There was a man Sutherland saw nowhere else but here, once a year—a Swiss pediatrician who spent his annual vacation in the Pines the last two weeks of August. Each year they saw each other, the doctor's face grim with longing as he stared at Sutherland on the beach, at parties, in the bar, and each year they failed to speak. For the past month Sutherland had been going daily to a gymnasium to resuscitate the body he brought back to life each year at this time. "My breasts," he said in a husky voice as he leaned forward with arms crossed on his chest and a finger massaging each nipple, "are now bigger than my mother's. It is these breasts they want to suck, and rip, and tear," he sighed, as we walked down the beach. "Do you understand?
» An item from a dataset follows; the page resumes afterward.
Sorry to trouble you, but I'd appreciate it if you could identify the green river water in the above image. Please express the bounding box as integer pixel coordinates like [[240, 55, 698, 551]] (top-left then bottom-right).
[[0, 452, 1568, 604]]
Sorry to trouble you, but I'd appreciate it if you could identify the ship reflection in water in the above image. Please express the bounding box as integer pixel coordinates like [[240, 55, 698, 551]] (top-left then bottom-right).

As Auden says, we want not only to be loved, but to be loved alone," he said as he saw the man on the beach in front of the house he rented each summer, watching him, his annual dream-made-flesh.
"He is sick with lust," Sutherland smiled softly as he paused in the shallow water and pretended to be looking for shells, "he glowers at me, like a dog dying of poison. He has a sensation in the pit of his stomach," he smiled, "which, I am glad to say, is beyond the reach of commercial antacids, beyond the reach even of drugs, beyond the reach of anything but these tits," he said, his hand straying to a nipple and gently touching it, in the pose of Botticelli's Venus arriving on the foam. "Yet he will make no move, and neither will I. Come children," he sighed, beginning to walk down the beach again, "enough meanness for one day."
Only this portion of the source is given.